Al respecto vale la pena agregar que en 1838 el gobierno francés nos invadió con 30 barcos y cuatro mil soldados porque, entre otras razones, no se le había liquidado una deuda a un pastelero francés, dueño de un restaurante en Tacubaya, donde algunos oficiales del presidente Santa Anna, nada menos que en 1832, se habían comido unos pasteles sin pagar la cuenta, por lo cual exigía ser indemnizado. Claro está que la demanda francesa se elevaba a 600 mil pesos no sólo por la deuda del pastelero, sino porque los diversos gobiernos de la República habían impuesto préstamos forzosos a nacionales y extranjeros con el propósito de contar con los recursos financieros necesarios para sofocar rebeliones y asonadas ocurridas en las primeras décadas del siglo XIX que afectaban la estabilidad del joven país. El caos político mexicano, sumado a la tentación que despertaba en los extranjeros la existencia de cuatro millones de kilómetros cuadrados, propiedad de un México que llegaba de San Francisco hasta Guatemala, representaba una amenaza para la integridad de nuestro país, recién independizado de España.

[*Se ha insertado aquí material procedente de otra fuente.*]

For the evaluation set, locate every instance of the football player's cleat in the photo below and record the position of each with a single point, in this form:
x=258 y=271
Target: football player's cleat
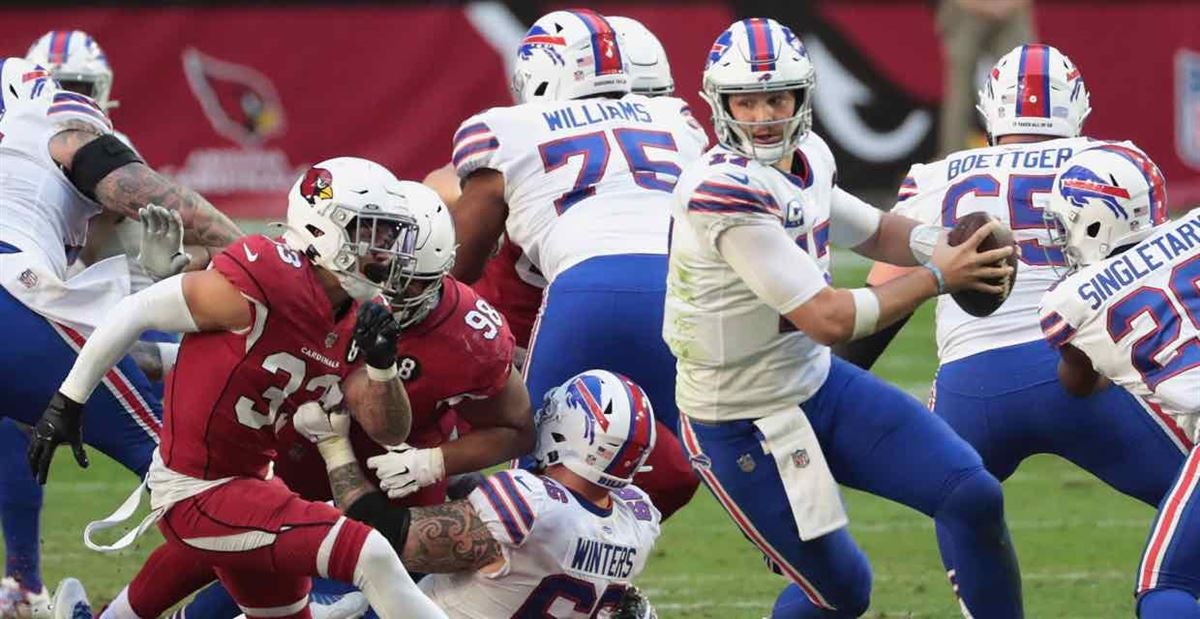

Cuando el gobierno del presidente Bustamante se negó a negociar con los invasores franceses, mientras éstos estuvieran bloqueando los puertos del Golfo de México, el rey de Francia ordenó que se abriera fuego sobre Veracruz. Antes de la caída del puerto un artillero francés disparó su cañón en dirección al defensor de la plaza, Antonio López de Santa Anna, cuyo caballo cayó muerto, en tanto el Napoleón del Oeste se precipitó herido en la pierna izquierda, misma que tuvo que ser amputada (justo es decir que si el artillero francés hubiera apuntado un poco más arriba y hubiera hecho afortunadamente blanco en la cabeza del Hijo Privilegiado de Dios, desde luego, que hubiera cambiado la historia de México desde que Santa Anna hubiera dejado de existir. Lástima de tan mala puntería…). A raíz de la toma del puerto y del percance sufrido por Santa Anna, éste fue elevado al rango de Benemérito de Veracruz y, acto seguido, al de Presidente de la República, ya que el pueblo deseaba compensarlo por la mutilación de que había sido víctima. En abril de 1839 se firmó la paz con Francia, se acordó el pago de los 600 mil pesos, con sus debidas facilidades, y se retiró la marina y la armada francesa. La Guerra de los Pasteles había concluido.
De la misma manera, aunque suena absurdo y ridículo que Francia haya procedido a invadir México porque no se le había pagado una deuda al pastelero Remontel, Sarkozy escoge el caso de una secuestradora francesa para llevar las relaciones de México-Francia al mismo nivel de popularidad política con que aquél cuenta en su país. Grave error, como bien dijo Pedro Ferriz, por lo que propuso un “swap”, un intercambio con el mismo sentido del humor con que tenemos que tomar la baladronada de Sarkozy: nosotros les entregamos a Florence Cassez a cambio de Carla Bruni, la esposa de Sarkozy, eso sí, con todo y guitarra para gran deleite de los varones mexicanos. En este caso no me importaría la soberanía de México ni el respeto al Poder Legislativo ni el rescate de las relaciones de México y Francia, siempre y cuando llegue Bruni y nos cante con su voz meliflua y candente. Valdría la pena que se incorporara una cláusula de excepción semejante para que hagamos ese intercambio de una delincuente por una gran cantante.
En este caso también estaría dispuesto a olvidar la Guerra de los Pasteles.